Para os fins do direito municipal, mais relevante ainda é a observância das normas previstas na Constituição Estadual no que diz respeito à iniciativa para o processo legislativo, uma vez que, em caso de eventual controle de constitucionalidade, o parâmetro para a análise da conformidade vertical se dá em relação ao disposto na Constituição Gaúcha, conforme preveem o artigo 125, § 2º, da CF/88 e artigo 95, XII, alínea “d”, da CE/RS.

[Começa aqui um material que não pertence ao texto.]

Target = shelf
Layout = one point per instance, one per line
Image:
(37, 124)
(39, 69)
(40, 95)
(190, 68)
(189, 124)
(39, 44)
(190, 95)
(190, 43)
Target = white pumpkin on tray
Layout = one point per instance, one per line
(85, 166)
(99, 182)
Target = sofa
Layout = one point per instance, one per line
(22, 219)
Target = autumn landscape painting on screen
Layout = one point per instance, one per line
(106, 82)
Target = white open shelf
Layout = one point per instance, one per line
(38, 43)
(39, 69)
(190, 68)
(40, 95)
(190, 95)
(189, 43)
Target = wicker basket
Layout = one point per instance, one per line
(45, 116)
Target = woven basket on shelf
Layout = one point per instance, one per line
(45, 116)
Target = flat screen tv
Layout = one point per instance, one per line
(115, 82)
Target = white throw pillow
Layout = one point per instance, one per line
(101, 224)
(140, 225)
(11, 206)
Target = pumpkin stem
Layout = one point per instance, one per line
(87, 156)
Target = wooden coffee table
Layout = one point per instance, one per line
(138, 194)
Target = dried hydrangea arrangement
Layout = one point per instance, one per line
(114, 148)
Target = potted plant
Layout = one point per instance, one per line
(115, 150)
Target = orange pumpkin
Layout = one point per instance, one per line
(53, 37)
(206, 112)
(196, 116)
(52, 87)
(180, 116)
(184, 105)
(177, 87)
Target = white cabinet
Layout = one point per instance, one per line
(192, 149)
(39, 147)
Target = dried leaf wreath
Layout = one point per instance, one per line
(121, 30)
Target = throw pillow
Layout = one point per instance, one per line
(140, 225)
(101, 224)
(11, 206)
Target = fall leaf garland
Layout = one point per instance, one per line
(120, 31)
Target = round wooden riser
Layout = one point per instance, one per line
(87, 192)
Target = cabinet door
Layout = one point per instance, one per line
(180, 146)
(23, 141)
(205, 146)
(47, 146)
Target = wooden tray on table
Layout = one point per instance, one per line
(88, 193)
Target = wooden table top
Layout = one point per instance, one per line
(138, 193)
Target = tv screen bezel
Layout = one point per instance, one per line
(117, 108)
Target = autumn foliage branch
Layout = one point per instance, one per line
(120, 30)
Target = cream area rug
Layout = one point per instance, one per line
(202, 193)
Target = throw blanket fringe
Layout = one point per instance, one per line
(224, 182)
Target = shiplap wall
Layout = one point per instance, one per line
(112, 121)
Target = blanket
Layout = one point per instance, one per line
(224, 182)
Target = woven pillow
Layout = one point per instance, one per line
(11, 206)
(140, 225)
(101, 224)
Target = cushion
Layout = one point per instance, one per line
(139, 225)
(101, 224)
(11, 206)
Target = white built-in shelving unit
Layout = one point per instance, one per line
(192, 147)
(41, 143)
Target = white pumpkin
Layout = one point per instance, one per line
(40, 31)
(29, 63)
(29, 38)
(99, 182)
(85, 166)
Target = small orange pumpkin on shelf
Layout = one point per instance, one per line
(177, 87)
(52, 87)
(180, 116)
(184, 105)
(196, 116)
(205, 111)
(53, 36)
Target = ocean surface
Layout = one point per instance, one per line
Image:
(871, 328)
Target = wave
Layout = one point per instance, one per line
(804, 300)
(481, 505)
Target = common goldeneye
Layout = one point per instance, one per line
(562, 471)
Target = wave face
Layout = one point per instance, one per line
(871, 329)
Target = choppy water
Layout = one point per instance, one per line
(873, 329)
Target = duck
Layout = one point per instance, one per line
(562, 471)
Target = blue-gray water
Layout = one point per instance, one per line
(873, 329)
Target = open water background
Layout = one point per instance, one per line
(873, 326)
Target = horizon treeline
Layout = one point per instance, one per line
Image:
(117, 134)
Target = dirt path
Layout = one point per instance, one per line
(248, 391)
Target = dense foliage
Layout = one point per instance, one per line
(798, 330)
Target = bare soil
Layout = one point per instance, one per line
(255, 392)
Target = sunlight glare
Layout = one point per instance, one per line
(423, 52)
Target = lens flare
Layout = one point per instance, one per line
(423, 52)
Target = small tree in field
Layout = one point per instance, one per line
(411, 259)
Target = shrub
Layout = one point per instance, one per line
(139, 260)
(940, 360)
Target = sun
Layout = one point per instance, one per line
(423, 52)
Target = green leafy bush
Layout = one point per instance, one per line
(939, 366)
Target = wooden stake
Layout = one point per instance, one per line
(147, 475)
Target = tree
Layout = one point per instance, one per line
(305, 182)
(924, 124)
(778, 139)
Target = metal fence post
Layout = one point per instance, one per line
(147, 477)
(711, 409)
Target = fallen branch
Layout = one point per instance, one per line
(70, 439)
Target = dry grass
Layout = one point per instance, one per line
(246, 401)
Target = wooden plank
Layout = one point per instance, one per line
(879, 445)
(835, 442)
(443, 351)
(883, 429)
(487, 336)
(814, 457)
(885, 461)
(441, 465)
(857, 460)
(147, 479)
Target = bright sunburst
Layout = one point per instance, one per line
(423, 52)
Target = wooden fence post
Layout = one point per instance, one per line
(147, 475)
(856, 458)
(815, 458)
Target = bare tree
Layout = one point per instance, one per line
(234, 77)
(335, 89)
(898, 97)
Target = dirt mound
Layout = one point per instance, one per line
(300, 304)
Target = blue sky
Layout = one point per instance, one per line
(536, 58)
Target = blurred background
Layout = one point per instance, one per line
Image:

Nesse caso, refere o artigo 60 da Constituição Estadual:

Art. 60.  São de iniciativa privativa do Governador do Estado as leis que:

I – fixem ou modifiquem os efetivos da Brigada Militar e do Corpo de Bombeiros Militar; (Redação dada pela Emenda Constitucional n.º 67, de 17/06/14)

II – disponham sobre:

a) criação e aumento da remuneração de cargos, funções ou empregos públicos na administração direta ou autárquica;

b) servidores públicos do Estado, seu regime jurídico, provimento de cargos, estabilidade e aposentadoria de civis, e reforma ou transferência de militares para a inatividade;

c) organização da Defensoria Pública do Estado;

d) criação, estruturação e atribuições das Secretarias e órgãos da administração pública.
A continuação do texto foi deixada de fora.